PwC’s Manufacturing Barometer is a quarterly survey based on interviews with 61 senior executives of large, multinational U.S. industrial manufacturing companies.
Regarding company growth expectations, 82 percent of survey respondents expect positive revenue growth for their own companies in the next 12 months, with 15 percent forecasting double-digit gains and only 5 percent anticipating decreased revenues.
The majority (56 percent) of U.S. industrial manufacturers surveyed plan to add employees to their workforce over the next 12 months, according to the report. This level is down modestly from the 60 percent indicating hiring plans in the fourth quarter of 2013, but up from 45 percent in last year’s first quarter.

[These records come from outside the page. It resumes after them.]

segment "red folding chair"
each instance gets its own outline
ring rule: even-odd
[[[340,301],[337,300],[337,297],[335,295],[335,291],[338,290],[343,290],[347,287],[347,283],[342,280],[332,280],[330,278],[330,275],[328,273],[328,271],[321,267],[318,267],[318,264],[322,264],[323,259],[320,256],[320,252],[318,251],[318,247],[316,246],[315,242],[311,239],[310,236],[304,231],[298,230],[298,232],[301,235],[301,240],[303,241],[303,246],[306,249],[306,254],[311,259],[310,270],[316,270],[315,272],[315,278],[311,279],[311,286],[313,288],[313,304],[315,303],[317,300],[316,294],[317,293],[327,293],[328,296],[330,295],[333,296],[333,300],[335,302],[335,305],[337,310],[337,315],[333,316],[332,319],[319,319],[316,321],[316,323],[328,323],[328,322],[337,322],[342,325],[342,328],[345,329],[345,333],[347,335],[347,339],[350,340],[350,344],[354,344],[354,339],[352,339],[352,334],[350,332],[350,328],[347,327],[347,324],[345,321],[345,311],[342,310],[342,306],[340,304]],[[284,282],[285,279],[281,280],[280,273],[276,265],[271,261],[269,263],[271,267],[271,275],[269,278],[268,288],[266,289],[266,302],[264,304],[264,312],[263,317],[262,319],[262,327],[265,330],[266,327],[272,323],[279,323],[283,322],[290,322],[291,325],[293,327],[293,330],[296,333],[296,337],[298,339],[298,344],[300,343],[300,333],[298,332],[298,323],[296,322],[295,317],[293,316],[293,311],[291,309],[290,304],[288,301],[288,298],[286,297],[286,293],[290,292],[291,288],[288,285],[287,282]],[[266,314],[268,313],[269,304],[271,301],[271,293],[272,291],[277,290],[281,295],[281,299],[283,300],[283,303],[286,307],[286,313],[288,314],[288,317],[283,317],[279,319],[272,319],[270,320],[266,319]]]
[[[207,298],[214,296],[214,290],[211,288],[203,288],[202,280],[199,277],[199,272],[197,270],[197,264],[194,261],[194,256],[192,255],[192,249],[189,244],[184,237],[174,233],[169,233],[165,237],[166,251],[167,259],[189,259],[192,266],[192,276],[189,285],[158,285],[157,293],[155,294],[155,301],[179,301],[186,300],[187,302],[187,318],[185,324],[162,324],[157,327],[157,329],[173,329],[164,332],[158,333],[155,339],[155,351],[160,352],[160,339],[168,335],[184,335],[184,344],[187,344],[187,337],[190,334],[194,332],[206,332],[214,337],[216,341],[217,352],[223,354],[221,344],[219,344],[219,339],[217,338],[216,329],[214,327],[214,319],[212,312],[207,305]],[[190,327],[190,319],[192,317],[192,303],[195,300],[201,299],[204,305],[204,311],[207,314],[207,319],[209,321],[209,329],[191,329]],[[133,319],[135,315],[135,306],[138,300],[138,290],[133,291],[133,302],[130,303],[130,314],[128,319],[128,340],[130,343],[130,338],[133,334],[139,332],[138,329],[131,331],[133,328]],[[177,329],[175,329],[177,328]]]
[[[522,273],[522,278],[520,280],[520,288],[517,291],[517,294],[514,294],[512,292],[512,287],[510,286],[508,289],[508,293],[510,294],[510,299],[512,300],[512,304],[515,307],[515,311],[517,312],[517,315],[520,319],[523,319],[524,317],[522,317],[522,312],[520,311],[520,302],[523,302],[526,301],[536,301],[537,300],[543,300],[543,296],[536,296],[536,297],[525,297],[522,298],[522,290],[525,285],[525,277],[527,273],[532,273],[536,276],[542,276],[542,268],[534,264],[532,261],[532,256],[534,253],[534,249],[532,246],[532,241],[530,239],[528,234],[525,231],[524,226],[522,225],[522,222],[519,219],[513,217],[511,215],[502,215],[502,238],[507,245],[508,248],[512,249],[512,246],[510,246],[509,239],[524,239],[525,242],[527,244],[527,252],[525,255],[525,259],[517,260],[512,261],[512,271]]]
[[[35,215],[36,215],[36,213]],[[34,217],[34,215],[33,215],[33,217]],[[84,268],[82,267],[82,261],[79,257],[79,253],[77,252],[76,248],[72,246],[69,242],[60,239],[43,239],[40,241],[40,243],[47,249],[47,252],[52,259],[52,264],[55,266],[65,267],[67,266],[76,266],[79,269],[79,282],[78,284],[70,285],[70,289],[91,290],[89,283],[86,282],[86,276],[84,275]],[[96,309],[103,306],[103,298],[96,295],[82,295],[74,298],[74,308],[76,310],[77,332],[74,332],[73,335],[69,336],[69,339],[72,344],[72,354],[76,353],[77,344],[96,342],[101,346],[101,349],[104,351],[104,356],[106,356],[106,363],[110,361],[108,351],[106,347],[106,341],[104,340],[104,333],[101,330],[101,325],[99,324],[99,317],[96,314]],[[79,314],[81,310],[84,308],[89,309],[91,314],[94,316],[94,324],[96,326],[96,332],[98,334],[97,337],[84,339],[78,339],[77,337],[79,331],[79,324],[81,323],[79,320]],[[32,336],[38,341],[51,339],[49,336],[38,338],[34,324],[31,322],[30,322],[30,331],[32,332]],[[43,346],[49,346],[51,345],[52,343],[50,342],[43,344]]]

Pennsylvania manufacturing employers add 1,300 jobs in March
The employment gains reversed four consecutive months of job losses.
Manufacturing employed 560,700 people in the state in March, an increase of less than 1 percent from the 559,400 workers the industry employed in February, according to seasonally adjusted data released Friday by the Pennsylvania Department of Labor & Industry.
The employment numbers were part of an overall strong jobs picture in Pennsylvania. The state’s unemployment rate reached the lowest level since October 2008. It dropped to 6 percent in March, down from 6.2 percent in February. Meanwhile, the U.S. unemployment rate remained unchanged at 6.7 percent.
Those are pretty strong numbers. Yet more evidence that U.S. manufacturing is alive and well, especially here in Pennsylvania.